In the same reporting, this approach is characterised as a way to “roll out more left-field new toolsets” quickly via the web while keeping the main desktop app focused on Howler’s established painting/animation/video workflows.
Howler 2026.5 Web 3D Modeler Tool Features
Among the Gemini-linked web tools, a browser-based 3D modelling app is noted as part of the 2026.5 toolset. It is described as supporting basic Sub-D surface modelling, with “some support” for UVs and PBR materials.
The same report frames these web apps (to date) as “all 3D tools,” with Fractal Garden singled out as the largest and most significant of the new browser-based additions.
What is Fractal Garden in Howler 2026.5
Fractal Garden is presented as the flagship web app in Howler 2026.5: a complete 3D landscape generator that creates procedural terrain and then populates it with instanced rocks and vegetation via a brush-based workflow.

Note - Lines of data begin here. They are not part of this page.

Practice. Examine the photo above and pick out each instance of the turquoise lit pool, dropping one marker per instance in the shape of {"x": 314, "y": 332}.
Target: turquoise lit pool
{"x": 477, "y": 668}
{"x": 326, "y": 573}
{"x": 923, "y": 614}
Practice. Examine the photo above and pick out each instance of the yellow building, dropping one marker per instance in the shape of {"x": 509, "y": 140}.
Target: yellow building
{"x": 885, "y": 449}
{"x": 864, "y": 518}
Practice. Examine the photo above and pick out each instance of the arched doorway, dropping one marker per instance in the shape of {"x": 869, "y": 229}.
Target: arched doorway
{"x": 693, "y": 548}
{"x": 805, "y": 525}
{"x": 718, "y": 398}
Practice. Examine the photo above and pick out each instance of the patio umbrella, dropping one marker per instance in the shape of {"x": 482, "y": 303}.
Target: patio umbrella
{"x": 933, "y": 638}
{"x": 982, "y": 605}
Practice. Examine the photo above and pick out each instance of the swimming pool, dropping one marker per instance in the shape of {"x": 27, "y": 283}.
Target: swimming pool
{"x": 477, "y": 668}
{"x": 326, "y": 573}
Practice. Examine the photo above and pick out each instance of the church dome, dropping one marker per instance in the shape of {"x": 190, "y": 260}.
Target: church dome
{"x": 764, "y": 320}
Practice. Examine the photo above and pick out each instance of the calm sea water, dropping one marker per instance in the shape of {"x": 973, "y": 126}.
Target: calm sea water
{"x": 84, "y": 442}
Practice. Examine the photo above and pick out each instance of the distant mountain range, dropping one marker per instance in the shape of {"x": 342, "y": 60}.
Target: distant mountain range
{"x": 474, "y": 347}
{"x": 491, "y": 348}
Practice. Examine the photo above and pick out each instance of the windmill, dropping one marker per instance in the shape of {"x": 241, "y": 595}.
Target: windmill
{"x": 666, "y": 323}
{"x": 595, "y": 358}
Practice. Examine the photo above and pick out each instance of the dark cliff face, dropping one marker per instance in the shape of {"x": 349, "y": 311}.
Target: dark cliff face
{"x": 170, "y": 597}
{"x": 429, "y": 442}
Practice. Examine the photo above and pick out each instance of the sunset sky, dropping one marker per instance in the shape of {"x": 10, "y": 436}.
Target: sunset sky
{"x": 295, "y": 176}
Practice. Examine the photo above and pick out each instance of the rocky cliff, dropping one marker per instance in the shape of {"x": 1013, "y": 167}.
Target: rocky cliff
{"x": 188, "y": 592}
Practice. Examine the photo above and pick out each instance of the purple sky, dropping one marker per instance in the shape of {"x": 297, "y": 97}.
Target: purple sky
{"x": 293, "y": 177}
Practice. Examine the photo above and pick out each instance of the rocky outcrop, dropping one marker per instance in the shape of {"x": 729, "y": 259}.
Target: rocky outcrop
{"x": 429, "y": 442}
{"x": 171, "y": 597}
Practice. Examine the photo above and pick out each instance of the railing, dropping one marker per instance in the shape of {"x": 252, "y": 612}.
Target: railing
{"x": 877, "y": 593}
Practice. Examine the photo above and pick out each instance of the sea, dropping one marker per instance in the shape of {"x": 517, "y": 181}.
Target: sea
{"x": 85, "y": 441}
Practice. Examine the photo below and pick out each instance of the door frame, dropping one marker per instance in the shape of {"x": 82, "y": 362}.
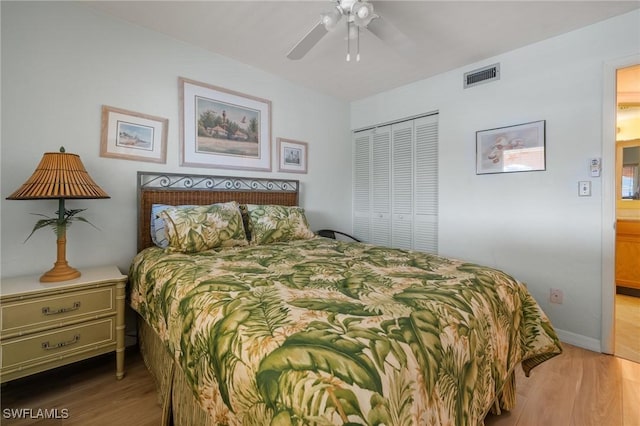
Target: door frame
{"x": 609, "y": 112}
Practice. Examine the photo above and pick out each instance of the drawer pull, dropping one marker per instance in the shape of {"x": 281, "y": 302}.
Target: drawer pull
{"x": 47, "y": 311}
{"x": 46, "y": 346}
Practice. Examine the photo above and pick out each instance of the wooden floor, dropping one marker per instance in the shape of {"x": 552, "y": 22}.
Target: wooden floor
{"x": 89, "y": 391}
{"x": 577, "y": 388}
{"x": 627, "y": 336}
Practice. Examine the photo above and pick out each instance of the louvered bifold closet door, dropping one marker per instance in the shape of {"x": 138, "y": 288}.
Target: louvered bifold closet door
{"x": 362, "y": 185}
{"x": 426, "y": 184}
{"x": 381, "y": 187}
{"x": 402, "y": 185}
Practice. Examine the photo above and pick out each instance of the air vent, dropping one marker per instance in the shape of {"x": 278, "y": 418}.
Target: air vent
{"x": 482, "y": 75}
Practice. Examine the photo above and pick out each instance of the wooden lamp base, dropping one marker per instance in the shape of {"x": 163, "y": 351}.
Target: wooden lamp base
{"x": 60, "y": 273}
{"x": 61, "y": 270}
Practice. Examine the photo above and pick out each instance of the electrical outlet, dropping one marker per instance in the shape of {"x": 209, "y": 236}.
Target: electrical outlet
{"x": 584, "y": 188}
{"x": 555, "y": 296}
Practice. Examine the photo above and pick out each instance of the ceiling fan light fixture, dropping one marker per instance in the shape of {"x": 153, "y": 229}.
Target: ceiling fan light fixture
{"x": 330, "y": 19}
{"x": 362, "y": 13}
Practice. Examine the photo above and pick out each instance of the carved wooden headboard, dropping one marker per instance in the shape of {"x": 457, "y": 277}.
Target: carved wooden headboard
{"x": 179, "y": 189}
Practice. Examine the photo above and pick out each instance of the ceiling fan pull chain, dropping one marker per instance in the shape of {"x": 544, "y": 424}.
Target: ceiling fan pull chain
{"x": 348, "y": 41}
{"x": 358, "y": 45}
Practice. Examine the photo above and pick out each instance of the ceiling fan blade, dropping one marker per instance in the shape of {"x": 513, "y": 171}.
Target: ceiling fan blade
{"x": 307, "y": 42}
{"x": 388, "y": 33}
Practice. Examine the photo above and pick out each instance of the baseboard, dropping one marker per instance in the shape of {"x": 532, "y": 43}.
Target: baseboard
{"x": 579, "y": 340}
{"x": 628, "y": 291}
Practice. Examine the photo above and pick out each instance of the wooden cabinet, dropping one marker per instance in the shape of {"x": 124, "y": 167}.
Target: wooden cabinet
{"x": 628, "y": 253}
{"x": 46, "y": 325}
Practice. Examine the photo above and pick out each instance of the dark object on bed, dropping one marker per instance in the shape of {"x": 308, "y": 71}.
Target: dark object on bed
{"x": 330, "y": 233}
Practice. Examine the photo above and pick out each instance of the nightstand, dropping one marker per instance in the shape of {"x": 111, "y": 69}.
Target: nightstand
{"x": 47, "y": 325}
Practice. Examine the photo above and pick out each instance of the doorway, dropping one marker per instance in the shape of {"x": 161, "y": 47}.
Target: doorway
{"x": 627, "y": 214}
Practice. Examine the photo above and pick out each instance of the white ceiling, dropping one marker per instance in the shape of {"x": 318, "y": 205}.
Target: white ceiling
{"x": 445, "y": 35}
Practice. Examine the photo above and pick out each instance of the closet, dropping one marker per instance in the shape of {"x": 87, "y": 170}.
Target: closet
{"x": 395, "y": 192}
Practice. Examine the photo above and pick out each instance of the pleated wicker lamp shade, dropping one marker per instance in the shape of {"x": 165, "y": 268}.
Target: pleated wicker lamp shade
{"x": 60, "y": 175}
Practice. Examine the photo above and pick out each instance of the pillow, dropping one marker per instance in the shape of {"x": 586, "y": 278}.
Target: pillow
{"x": 271, "y": 223}
{"x": 191, "y": 229}
{"x": 158, "y": 234}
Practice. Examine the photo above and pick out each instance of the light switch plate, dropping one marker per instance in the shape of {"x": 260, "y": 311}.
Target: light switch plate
{"x": 584, "y": 188}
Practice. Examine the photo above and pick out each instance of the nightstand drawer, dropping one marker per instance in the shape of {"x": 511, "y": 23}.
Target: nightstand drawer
{"x": 23, "y": 316}
{"x": 56, "y": 345}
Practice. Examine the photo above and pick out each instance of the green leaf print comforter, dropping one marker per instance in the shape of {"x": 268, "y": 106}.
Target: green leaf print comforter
{"x": 324, "y": 332}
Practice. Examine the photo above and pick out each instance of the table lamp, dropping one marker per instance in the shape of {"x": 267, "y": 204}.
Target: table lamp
{"x": 60, "y": 175}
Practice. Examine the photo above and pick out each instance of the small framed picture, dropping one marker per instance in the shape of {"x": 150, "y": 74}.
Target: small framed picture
{"x": 133, "y": 136}
{"x": 519, "y": 148}
{"x": 292, "y": 156}
{"x": 222, "y": 128}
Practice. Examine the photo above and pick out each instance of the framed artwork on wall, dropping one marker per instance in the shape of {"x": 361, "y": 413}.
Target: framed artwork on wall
{"x": 292, "y": 156}
{"x": 133, "y": 136}
{"x": 223, "y": 129}
{"x": 519, "y": 148}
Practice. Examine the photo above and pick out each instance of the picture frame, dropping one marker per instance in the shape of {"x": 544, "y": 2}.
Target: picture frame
{"x": 518, "y": 148}
{"x": 132, "y": 135}
{"x": 221, "y": 128}
{"x": 292, "y": 156}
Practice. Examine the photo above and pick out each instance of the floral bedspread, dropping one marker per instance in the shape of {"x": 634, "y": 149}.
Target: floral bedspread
{"x": 323, "y": 332}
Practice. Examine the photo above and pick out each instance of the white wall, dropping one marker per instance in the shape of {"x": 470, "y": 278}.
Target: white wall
{"x": 532, "y": 225}
{"x": 62, "y": 61}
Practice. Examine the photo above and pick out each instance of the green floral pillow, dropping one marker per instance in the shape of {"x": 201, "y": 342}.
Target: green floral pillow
{"x": 271, "y": 223}
{"x": 191, "y": 229}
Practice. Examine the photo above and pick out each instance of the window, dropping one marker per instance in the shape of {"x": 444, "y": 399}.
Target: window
{"x": 630, "y": 181}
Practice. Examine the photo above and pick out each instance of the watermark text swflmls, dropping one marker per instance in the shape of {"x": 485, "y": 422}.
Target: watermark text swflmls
{"x": 35, "y": 413}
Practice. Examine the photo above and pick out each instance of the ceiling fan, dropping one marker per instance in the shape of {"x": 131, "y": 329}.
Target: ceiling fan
{"x": 359, "y": 14}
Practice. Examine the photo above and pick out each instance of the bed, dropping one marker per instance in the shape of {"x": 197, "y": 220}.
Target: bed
{"x": 292, "y": 328}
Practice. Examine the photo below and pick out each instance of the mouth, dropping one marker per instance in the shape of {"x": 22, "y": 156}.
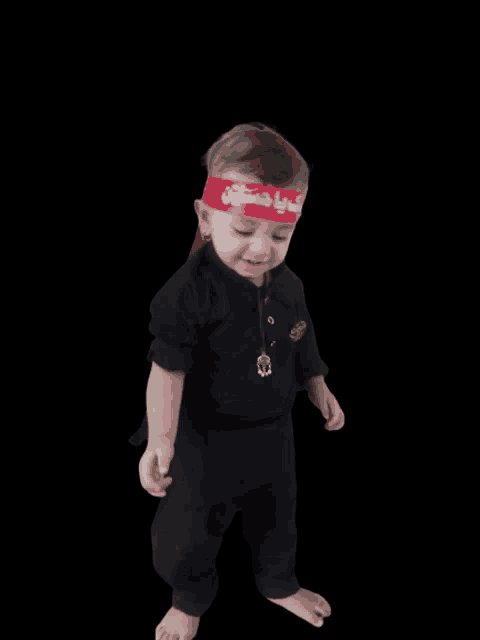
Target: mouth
{"x": 255, "y": 265}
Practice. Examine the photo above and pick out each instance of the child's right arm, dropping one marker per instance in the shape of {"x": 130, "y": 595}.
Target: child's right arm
{"x": 164, "y": 397}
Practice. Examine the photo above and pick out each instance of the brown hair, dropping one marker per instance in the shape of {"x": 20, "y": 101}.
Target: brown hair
{"x": 255, "y": 149}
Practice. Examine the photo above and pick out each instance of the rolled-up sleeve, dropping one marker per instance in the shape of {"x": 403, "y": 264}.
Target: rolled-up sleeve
{"x": 308, "y": 362}
{"x": 173, "y": 325}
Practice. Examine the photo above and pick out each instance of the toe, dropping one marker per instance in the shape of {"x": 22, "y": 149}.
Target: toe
{"x": 318, "y": 622}
{"x": 323, "y": 607}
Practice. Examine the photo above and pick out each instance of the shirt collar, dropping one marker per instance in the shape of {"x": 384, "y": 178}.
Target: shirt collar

A developer post describing Fractal Garden emphasises that it is browser-based and procedural to an extreme: it states there are “no stored assets, no prebuilt models, no texture libraries,” with terrain features, plants, and ground cover synthesised on the GPU at render time.

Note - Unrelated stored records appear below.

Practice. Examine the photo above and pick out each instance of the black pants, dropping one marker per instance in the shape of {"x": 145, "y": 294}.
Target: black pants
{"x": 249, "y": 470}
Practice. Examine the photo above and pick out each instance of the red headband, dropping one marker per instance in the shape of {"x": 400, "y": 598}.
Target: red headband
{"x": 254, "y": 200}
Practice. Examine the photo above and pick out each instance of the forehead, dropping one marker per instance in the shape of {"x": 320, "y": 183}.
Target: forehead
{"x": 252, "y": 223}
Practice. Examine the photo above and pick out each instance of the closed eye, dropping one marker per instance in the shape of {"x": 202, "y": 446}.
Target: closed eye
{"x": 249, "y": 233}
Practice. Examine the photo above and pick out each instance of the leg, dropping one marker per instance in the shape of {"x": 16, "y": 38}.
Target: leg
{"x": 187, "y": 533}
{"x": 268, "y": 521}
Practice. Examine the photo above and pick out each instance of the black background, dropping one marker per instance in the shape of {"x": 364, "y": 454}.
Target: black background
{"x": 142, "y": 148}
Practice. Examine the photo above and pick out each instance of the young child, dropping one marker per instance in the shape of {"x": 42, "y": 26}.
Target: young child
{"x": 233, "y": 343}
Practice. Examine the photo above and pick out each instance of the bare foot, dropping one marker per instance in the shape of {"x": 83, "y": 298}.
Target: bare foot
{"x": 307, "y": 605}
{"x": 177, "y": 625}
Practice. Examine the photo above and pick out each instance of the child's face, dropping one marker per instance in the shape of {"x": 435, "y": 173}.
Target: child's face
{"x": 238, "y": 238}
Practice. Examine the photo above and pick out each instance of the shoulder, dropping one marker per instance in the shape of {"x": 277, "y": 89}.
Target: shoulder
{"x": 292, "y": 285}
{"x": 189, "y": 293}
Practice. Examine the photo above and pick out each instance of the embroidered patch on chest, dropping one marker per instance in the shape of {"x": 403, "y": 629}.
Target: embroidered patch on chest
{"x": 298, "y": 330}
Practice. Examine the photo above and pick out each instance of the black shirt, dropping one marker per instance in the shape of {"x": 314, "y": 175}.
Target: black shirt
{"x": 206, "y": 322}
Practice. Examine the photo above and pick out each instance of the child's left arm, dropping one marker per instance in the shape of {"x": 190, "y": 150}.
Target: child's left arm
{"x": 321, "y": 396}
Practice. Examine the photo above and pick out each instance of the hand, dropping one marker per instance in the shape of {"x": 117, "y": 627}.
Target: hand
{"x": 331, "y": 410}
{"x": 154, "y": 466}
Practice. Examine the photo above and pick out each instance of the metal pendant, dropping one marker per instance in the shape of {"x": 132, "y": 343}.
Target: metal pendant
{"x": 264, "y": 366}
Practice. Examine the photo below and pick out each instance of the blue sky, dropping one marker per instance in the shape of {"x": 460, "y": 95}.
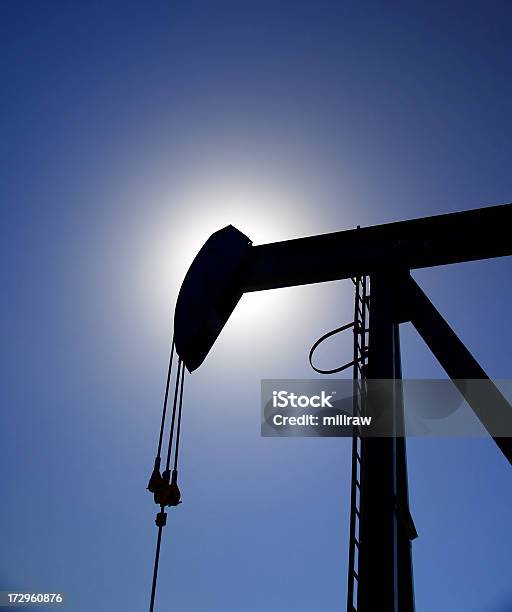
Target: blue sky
{"x": 130, "y": 132}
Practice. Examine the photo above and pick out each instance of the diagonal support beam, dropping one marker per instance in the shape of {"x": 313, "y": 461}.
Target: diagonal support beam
{"x": 457, "y": 362}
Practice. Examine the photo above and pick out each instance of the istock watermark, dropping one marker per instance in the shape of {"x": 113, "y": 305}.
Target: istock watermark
{"x": 385, "y": 408}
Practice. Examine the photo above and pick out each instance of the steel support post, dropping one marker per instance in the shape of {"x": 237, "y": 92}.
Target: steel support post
{"x": 386, "y": 530}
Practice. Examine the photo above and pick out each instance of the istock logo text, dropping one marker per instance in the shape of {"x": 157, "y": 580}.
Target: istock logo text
{"x": 283, "y": 399}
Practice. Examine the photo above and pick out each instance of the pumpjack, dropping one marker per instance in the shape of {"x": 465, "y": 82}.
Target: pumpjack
{"x": 379, "y": 260}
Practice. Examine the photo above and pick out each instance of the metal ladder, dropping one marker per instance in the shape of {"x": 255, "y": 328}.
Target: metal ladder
{"x": 361, "y": 317}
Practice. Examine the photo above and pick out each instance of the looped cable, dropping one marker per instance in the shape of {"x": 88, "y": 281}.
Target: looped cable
{"x": 320, "y": 340}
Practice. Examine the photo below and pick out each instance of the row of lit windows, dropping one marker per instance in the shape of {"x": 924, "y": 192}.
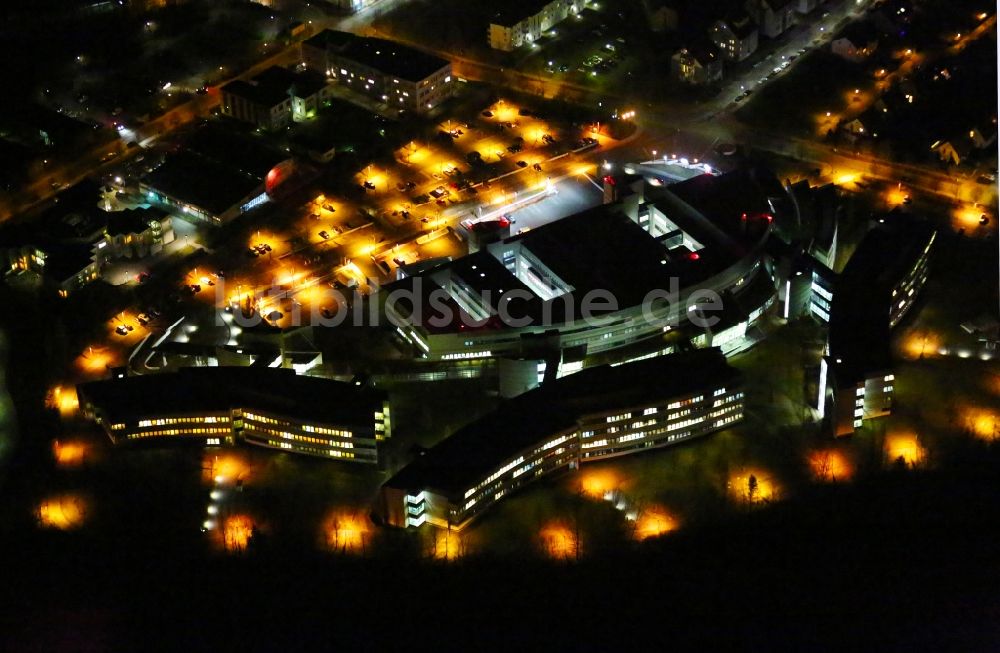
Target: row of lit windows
{"x": 308, "y": 428}
{"x": 172, "y": 432}
{"x": 181, "y": 420}
{"x": 685, "y": 402}
{"x": 322, "y": 452}
{"x": 304, "y": 438}
{"x": 604, "y": 442}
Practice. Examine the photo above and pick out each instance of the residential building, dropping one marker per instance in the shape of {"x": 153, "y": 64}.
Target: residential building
{"x": 136, "y": 233}
{"x": 735, "y": 36}
{"x": 806, "y": 6}
{"x": 773, "y": 17}
{"x": 878, "y": 286}
{"x": 856, "y": 42}
{"x": 218, "y": 175}
{"x": 594, "y": 414}
{"x": 522, "y": 22}
{"x": 697, "y": 65}
{"x": 393, "y": 74}
{"x": 276, "y": 97}
{"x": 267, "y": 407}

That same description states the tool runs fully client-side after loading and “scales directly with the user’s hardware,” which is an important framing for performance expectations: output quality and interactivity are meant to benefit from stronger GPUs/CPUs rather than relying primarily on server-side rendering.
Fractal Garden is also positioned as an export-oriented generator intended to move terrains and vegetation into downstream tools (“DCC tools and game engines”), supported by multiple export formats and workflow controls designed for exploration and capture.
Fractal Garden 3D Landscape Generator Overview
At the system level, Fractal Garden’s terrain is described as being driven by deterministic seeds—implying repeatable outputs when reusing the same seed and rule configuration.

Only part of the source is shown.